Doğrusu bu ayeti böyle yorumlayan müslümanların Hz. Yusuf’un (a.s) manevi şahsını olmayacak derekelere düşürmeleri tam bir saçmalıktır. Bu durumlarıyla kendileri, bozulma dönemlerinde Yahudilerin geliştirdikleri zihniyetin bir benzerine saplanmış olmaktadırlar.

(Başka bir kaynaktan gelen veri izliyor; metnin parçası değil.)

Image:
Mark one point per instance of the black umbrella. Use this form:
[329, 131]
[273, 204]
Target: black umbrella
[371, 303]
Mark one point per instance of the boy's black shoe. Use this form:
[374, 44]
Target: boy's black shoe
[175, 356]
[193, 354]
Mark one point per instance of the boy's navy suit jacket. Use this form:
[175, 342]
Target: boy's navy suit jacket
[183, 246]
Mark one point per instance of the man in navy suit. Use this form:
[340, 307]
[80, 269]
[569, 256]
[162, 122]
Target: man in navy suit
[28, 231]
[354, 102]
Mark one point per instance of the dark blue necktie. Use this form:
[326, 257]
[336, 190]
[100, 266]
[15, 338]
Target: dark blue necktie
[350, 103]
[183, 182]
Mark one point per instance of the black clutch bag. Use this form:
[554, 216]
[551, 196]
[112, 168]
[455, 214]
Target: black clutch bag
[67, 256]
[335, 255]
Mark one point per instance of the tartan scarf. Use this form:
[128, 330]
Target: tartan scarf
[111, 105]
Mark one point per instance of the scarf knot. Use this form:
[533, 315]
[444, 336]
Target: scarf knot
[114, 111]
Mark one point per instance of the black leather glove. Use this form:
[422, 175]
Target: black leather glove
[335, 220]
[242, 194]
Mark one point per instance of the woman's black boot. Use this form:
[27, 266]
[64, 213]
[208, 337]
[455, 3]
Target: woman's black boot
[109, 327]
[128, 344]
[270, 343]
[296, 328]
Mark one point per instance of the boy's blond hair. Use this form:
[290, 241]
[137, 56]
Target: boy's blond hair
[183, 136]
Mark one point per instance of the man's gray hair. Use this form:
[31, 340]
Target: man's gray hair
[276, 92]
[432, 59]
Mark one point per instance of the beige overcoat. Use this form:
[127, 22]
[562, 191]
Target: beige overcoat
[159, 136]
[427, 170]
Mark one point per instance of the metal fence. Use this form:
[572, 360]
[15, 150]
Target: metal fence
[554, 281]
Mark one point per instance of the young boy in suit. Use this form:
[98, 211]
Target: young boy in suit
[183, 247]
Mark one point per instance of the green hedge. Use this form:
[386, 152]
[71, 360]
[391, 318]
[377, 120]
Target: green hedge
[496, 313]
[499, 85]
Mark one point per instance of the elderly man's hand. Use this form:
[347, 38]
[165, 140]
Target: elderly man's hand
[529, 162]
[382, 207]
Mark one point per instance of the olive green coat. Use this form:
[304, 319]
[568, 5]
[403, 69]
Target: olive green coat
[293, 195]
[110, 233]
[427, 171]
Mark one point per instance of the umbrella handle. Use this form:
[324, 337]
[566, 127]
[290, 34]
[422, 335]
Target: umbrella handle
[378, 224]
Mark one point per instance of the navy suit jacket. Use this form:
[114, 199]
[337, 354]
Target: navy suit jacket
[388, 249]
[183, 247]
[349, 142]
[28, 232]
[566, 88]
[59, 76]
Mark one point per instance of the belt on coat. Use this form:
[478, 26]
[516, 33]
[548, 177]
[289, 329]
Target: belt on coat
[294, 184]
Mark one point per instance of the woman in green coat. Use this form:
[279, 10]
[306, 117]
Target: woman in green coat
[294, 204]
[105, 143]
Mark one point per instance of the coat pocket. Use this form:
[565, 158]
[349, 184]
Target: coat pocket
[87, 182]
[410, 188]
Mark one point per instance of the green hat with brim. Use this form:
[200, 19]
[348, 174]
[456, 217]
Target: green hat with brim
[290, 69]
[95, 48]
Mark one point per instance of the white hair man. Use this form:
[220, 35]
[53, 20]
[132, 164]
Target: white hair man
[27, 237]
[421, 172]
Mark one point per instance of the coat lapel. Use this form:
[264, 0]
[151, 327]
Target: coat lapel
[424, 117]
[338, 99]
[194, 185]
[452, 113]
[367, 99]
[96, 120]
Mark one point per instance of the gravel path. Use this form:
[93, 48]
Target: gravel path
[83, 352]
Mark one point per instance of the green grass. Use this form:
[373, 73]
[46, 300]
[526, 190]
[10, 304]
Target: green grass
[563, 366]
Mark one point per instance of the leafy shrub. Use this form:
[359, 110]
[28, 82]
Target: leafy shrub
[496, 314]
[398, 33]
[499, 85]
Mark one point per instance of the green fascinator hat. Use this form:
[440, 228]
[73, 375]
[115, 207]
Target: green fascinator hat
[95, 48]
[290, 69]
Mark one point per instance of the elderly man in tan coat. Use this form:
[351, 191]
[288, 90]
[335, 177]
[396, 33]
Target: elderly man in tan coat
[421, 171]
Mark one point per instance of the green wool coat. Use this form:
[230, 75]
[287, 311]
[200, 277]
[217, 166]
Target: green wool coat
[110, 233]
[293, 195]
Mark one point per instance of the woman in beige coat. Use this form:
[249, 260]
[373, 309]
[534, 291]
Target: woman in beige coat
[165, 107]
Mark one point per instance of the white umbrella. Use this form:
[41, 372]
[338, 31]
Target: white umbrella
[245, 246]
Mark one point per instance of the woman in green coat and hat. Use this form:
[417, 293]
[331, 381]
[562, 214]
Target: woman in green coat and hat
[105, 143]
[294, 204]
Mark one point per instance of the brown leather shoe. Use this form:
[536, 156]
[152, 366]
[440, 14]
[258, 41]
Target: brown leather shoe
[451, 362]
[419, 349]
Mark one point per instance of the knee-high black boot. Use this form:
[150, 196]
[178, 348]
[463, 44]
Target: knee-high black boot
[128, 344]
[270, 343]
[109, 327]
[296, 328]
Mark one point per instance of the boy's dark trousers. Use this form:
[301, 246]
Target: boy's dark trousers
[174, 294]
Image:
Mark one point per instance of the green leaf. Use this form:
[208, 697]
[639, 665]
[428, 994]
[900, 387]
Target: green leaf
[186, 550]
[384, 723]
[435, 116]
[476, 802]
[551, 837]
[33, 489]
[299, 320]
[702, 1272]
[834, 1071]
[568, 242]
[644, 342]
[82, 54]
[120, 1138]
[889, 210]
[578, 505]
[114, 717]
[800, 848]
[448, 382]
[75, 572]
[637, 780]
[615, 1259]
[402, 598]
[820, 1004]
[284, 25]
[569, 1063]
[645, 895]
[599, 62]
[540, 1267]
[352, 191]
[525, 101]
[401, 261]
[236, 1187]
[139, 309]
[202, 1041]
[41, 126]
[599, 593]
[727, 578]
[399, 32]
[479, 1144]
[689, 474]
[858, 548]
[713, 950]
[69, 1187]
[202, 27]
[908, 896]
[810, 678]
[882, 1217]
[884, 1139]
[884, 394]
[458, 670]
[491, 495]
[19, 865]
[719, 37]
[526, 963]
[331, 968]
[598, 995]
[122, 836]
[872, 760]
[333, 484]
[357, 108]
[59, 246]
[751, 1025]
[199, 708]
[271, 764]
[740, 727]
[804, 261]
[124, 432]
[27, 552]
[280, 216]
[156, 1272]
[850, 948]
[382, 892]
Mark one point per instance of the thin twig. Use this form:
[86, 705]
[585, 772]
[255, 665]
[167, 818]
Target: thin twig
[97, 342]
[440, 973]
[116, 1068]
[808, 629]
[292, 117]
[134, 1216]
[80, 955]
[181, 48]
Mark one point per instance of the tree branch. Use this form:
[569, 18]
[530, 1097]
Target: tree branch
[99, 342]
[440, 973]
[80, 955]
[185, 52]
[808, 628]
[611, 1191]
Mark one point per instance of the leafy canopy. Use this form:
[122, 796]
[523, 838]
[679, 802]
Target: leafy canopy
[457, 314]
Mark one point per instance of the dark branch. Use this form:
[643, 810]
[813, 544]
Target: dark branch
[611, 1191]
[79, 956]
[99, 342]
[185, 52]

Ahlak ve maneviyatları çökmeye başladığında Yahudiler kendi düşük karakterlerini haklı göstermek ve daha da alçalmaya mazeret kotarmak için nebi ve velilerini düşük karakterli insanlar olarak resmetmeye başlamışlardı. Aynı şekilde gayri müslim hükumetlerin yönetimi altına giren kimi müslümanlar, bu yönetime hizmet etmek istemişler fakat, İslam’ın talimatı ve müslüman atalarının sergilediği örnekler önlerine dikilmiş ve utanmışlardı. Bu yüzden şuurlarını pasif hale getirmek suretiyle bu ayetin hakiki anlamından sarf-ı nazar ettiler ve peygamberin gayri İslami kanunlarla yönetilen bir ülkenin gayri müslim yöneticisine hizmet etmek azmiyle memuriyet peşine düştüğü şeklinde saptırdılar. Oysa peygamberin kendi kıssası bize öyle bir hisse vermede ki, tek bir müslümanın bile yalnız başına, İslami safvetiyle imanı, aklı ve hikmetiyle tüm bir ülkede İslami bir inkılab oluşturabileceğini; gerçek bir müminin, ahlaki seciyesini gerektiği gibi kullanarak, bütün bir ülkeyi ordusuz, cephanesiz ve donanmasız fethedebileceğini öğretmektedir.